As for the species name, the Code seems clear in this case, so I vote YES pending further comment by others.


2015-A-11a: Split Newell’s Shearwater Puffinus newelli from Townsend’s Shearwater P. auricularis

YES. 3 without comment.

YES (about time).

YES. The proposal makes a convincing case for this split based on phylogenetic data and differences in multiple traits that are likely to be reproductively isolating.

YES. A well thought out motion and well in line with other recent seabird splits. 

YES. I agree with the authors of the proposal, that this species houdl be split from P. auricularis. Foremost, these taxa are not closely related. Furthermore they differ in several key factors (plumage, habitat, timing of breeding), that would be likely to be reproductively isolating.

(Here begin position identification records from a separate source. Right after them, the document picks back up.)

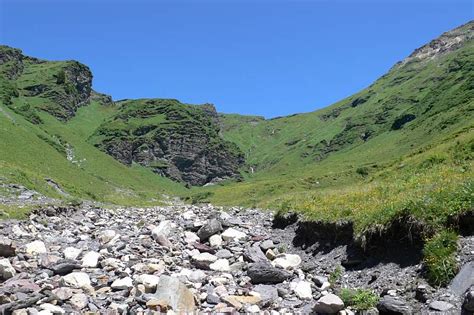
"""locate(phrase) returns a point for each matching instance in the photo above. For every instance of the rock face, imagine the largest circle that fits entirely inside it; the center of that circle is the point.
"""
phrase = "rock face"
(392, 305)
(173, 139)
(63, 86)
(93, 260)
(329, 304)
(174, 295)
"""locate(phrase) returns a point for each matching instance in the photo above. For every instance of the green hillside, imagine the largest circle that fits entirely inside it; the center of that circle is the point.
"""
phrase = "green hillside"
(420, 103)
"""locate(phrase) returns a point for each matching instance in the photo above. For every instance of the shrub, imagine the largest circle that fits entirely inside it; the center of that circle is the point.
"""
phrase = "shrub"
(335, 275)
(61, 77)
(359, 299)
(439, 258)
(363, 171)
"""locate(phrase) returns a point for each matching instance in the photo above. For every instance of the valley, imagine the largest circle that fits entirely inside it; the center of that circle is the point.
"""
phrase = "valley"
(309, 202)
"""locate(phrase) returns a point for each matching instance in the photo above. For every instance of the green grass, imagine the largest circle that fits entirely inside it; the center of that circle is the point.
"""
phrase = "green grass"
(439, 257)
(359, 299)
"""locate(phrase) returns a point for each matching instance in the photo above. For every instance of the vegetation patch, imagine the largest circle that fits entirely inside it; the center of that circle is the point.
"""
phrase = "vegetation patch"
(439, 257)
(359, 299)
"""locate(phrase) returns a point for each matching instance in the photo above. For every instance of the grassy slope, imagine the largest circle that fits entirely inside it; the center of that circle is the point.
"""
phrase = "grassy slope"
(286, 152)
(28, 159)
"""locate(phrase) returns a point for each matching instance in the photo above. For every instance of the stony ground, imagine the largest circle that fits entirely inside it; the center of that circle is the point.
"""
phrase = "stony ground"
(186, 258)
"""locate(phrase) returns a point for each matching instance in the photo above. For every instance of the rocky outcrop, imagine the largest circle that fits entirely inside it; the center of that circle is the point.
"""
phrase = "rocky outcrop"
(446, 43)
(62, 86)
(173, 139)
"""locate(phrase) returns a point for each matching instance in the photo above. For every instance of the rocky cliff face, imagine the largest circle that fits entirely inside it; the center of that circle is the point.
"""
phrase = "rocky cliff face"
(446, 43)
(58, 87)
(173, 139)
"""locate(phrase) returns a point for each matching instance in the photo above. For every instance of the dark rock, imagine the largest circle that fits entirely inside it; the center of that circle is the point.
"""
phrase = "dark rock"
(464, 279)
(203, 248)
(64, 267)
(268, 293)
(254, 254)
(7, 247)
(213, 226)
(440, 306)
(266, 273)
(390, 305)
(468, 303)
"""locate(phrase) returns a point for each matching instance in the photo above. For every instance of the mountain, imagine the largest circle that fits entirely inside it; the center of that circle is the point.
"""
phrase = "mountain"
(56, 129)
(421, 102)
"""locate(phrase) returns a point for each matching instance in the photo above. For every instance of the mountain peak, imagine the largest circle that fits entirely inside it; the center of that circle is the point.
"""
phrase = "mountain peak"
(444, 44)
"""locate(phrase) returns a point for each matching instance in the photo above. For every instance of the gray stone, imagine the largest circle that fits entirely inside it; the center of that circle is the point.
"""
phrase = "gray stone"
(175, 295)
(79, 301)
(266, 273)
(440, 306)
(266, 245)
(6, 269)
(268, 294)
(394, 305)
(463, 280)
(7, 247)
(254, 254)
(328, 304)
(213, 226)
(468, 303)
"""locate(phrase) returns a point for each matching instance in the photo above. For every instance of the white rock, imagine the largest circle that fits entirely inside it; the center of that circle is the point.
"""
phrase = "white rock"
(220, 265)
(188, 215)
(77, 280)
(54, 309)
(204, 257)
(287, 261)
(90, 259)
(106, 236)
(6, 269)
(35, 248)
(79, 301)
(233, 235)
(215, 240)
(190, 237)
(72, 253)
(163, 229)
(149, 281)
(329, 303)
(122, 284)
(303, 290)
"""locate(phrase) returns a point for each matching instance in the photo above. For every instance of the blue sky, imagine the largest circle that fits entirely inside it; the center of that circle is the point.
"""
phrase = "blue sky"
(267, 58)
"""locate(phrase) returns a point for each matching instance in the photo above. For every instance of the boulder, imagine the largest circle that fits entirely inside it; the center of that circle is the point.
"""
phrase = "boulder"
(213, 226)
(164, 229)
(254, 254)
(328, 304)
(468, 303)
(149, 281)
(35, 248)
(266, 273)
(6, 269)
(71, 253)
(287, 261)
(303, 290)
(463, 280)
(215, 240)
(232, 234)
(393, 305)
(90, 259)
(220, 265)
(77, 280)
(440, 306)
(7, 247)
(171, 293)
(122, 284)
(203, 260)
(79, 301)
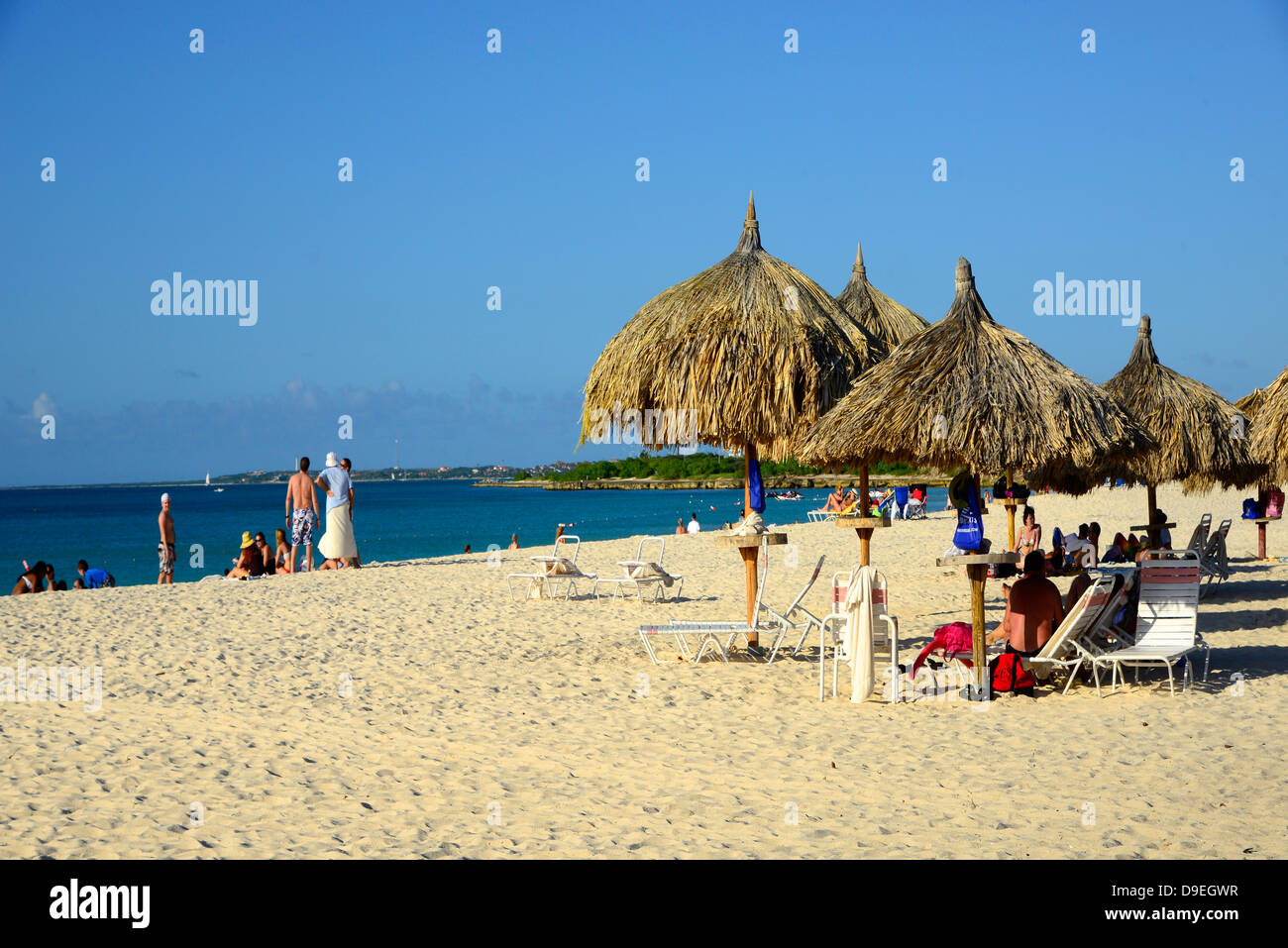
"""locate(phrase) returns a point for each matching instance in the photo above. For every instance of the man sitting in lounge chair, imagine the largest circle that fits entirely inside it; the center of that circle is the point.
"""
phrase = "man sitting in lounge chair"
(1033, 609)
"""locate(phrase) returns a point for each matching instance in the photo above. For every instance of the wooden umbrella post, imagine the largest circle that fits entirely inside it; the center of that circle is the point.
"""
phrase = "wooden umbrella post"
(1149, 520)
(750, 554)
(978, 574)
(864, 510)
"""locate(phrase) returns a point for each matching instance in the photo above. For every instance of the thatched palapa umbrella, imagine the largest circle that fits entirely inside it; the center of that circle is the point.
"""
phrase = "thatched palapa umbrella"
(750, 351)
(969, 391)
(892, 324)
(1269, 443)
(1201, 438)
(1250, 403)
(889, 321)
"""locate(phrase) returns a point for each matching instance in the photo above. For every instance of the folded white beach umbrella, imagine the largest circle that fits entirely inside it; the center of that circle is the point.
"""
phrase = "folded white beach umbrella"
(858, 605)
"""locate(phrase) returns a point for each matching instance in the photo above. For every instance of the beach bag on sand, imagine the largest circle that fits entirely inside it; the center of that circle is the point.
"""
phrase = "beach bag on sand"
(1006, 674)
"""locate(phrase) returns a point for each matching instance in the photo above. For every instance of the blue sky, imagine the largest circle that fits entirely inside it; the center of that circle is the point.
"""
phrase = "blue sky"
(518, 170)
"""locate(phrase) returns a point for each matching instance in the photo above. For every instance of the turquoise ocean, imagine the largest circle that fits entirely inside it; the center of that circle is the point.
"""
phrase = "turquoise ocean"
(116, 527)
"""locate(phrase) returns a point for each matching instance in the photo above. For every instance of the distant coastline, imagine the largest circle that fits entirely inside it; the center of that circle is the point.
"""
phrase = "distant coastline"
(717, 483)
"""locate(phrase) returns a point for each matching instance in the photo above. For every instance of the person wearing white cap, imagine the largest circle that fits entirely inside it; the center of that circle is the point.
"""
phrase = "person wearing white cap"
(336, 544)
(165, 548)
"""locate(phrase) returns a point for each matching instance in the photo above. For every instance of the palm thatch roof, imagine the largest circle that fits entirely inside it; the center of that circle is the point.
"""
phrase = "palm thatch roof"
(1250, 403)
(756, 348)
(971, 391)
(1201, 438)
(1269, 442)
(889, 321)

Somewhat analogous to the our recent split of Hawaiian and Galapagos Petrels.

YES. Overdue, and required by the genetic data alone, although the wealth of other differences, as outlined in the proposal, would also be sufficient for species rank in a comparative context in Puffinus shearwaters.

YES. This seems overdue given all the recent splits in this complex. The fact that it is not really aManx type shearwater makes this an easy change.

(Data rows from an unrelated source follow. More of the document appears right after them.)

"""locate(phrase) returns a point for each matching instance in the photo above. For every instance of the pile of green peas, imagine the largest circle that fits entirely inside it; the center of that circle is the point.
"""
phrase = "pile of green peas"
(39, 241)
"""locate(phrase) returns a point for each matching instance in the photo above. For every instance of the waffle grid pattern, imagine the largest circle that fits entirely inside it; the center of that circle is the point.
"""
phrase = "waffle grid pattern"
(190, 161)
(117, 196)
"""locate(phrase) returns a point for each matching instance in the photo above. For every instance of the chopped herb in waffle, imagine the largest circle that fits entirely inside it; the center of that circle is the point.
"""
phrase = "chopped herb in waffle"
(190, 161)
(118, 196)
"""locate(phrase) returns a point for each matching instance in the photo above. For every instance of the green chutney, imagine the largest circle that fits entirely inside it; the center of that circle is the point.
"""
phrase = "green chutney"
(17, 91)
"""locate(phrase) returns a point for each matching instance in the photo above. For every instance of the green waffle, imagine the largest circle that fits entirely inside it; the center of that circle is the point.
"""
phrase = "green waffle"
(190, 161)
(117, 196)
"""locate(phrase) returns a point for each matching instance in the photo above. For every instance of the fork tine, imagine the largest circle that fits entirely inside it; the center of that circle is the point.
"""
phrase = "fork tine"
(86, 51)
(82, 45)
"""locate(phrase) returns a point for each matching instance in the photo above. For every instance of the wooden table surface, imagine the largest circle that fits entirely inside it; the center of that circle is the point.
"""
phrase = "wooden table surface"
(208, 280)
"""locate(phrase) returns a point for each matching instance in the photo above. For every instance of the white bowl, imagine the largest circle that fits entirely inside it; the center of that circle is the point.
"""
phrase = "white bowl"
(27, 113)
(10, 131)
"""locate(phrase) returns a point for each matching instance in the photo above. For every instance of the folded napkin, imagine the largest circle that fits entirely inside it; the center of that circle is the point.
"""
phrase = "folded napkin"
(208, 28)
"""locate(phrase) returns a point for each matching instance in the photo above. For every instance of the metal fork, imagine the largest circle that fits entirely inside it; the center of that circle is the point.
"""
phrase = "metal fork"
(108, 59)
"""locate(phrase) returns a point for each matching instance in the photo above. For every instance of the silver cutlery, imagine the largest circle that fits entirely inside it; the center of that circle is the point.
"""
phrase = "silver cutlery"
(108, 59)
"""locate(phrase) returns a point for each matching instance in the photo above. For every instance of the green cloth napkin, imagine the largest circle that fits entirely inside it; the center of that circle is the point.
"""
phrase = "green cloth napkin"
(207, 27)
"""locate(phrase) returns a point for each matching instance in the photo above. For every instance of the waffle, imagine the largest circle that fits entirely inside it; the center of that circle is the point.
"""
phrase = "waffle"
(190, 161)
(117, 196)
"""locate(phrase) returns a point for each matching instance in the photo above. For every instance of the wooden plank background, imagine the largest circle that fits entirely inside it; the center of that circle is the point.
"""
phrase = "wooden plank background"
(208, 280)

YES. Given morphological differences and molecular data showing lack of a close relationship, this split is warranted.


2015-A-11b: Consider Rapa Shearwater P. myrtae as a species separate from P. newelli

YES. 3 without comment.

YES. I vote to recognize myrtae as a species.

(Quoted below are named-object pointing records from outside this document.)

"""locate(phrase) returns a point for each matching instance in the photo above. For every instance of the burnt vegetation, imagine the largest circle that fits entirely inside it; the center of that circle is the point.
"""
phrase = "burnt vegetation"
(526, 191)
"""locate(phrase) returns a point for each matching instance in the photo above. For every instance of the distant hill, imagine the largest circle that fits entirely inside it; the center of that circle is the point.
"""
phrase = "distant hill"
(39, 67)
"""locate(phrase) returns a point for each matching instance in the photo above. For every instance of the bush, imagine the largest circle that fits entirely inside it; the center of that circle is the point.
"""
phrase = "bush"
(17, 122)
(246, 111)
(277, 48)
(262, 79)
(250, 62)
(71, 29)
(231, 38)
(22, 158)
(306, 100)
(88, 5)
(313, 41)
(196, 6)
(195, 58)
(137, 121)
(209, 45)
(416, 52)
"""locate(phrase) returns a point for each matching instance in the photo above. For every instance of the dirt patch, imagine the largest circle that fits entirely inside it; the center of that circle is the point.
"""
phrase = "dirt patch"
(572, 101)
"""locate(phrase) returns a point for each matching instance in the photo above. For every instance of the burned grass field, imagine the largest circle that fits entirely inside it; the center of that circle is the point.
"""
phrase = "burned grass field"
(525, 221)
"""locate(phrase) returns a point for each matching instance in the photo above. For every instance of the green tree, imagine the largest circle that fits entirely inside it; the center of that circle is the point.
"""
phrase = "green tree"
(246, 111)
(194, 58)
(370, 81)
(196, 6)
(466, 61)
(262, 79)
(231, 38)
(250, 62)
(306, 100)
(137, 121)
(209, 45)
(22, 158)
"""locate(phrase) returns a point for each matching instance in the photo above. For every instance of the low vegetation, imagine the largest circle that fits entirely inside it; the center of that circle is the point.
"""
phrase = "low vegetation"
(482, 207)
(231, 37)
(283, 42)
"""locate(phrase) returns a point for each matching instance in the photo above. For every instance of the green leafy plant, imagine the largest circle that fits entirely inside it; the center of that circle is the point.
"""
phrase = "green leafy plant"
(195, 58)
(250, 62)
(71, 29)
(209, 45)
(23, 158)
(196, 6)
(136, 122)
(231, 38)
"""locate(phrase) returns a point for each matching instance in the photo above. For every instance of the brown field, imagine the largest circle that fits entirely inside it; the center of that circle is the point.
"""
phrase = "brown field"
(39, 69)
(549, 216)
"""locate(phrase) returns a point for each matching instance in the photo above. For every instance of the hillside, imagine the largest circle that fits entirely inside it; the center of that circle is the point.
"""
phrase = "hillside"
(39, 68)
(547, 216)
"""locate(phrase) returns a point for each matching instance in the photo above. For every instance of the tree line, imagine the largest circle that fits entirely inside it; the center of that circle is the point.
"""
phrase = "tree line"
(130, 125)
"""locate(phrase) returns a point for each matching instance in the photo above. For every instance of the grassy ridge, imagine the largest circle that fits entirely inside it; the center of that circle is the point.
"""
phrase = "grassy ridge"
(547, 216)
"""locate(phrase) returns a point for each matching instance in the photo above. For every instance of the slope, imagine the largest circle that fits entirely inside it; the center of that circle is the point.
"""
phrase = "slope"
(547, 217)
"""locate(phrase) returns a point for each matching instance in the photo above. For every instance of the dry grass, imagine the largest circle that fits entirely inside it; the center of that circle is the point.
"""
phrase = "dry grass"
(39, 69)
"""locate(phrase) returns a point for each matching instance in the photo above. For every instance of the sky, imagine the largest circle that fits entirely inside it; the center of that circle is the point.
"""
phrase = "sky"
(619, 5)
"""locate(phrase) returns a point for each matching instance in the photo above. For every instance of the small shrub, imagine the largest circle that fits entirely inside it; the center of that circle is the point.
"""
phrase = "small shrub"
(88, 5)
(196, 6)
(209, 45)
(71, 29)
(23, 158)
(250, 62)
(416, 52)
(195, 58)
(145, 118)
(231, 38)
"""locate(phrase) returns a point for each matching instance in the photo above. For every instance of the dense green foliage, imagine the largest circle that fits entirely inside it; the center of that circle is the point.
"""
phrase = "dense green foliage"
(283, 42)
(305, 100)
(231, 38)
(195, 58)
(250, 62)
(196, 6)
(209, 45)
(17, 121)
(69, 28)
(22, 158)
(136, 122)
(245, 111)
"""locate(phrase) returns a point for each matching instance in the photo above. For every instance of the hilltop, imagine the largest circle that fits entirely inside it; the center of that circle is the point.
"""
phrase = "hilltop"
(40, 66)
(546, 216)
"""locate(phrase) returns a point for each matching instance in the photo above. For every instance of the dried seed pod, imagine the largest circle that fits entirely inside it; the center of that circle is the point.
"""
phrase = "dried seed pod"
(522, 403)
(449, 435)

YES. I feel that P. newelli should be treated as its own monotypic species. What P. myrtae exactly what is, is another question that we don’t need to address. I happen to feel that lumping it with P. newelli , despite the genetic similarities, is a more egregious. I have no field experience with P. myrtae, nor for that matter with either P. newelli or P. auricularis, but lots of shearwaters within the older definition of Manx Shearwater complex show white coming up on the sides of the rump, even Black-vented, P. opisthomelas. That character has little influence on me one way or the other. It is widely agreed that P. newelli shows significant movements unlike P. auricularis and apparently (as far as known) P. myrtae. 

YES. Consider myrtae as separate from newelli and include a statement in the notes reflecting the taxonomic uncertainty regarding myrtae.

YES. Although I support the Newell’s/Townsend’s split, we have NO BUSINESS WHATSOEVER doing anything with distantly extralimital, poorly known myrtae other than to footnote it that genetic data suggest relation to Newell’s and that its taxonomic rank is unresolved.

We should at least tacitly consider myrtae as separate from newelli (= distribution statement confined to distribution of newelli) and include a statement in the notes reflecting the taxonomic uncertainty regarding myrtae.  


2015-A-12: Correct the citation for Pterodroma solandri

YES. 9 without comment.

YES. Evidence seems overwhelming for the minor changes in citation and type locality.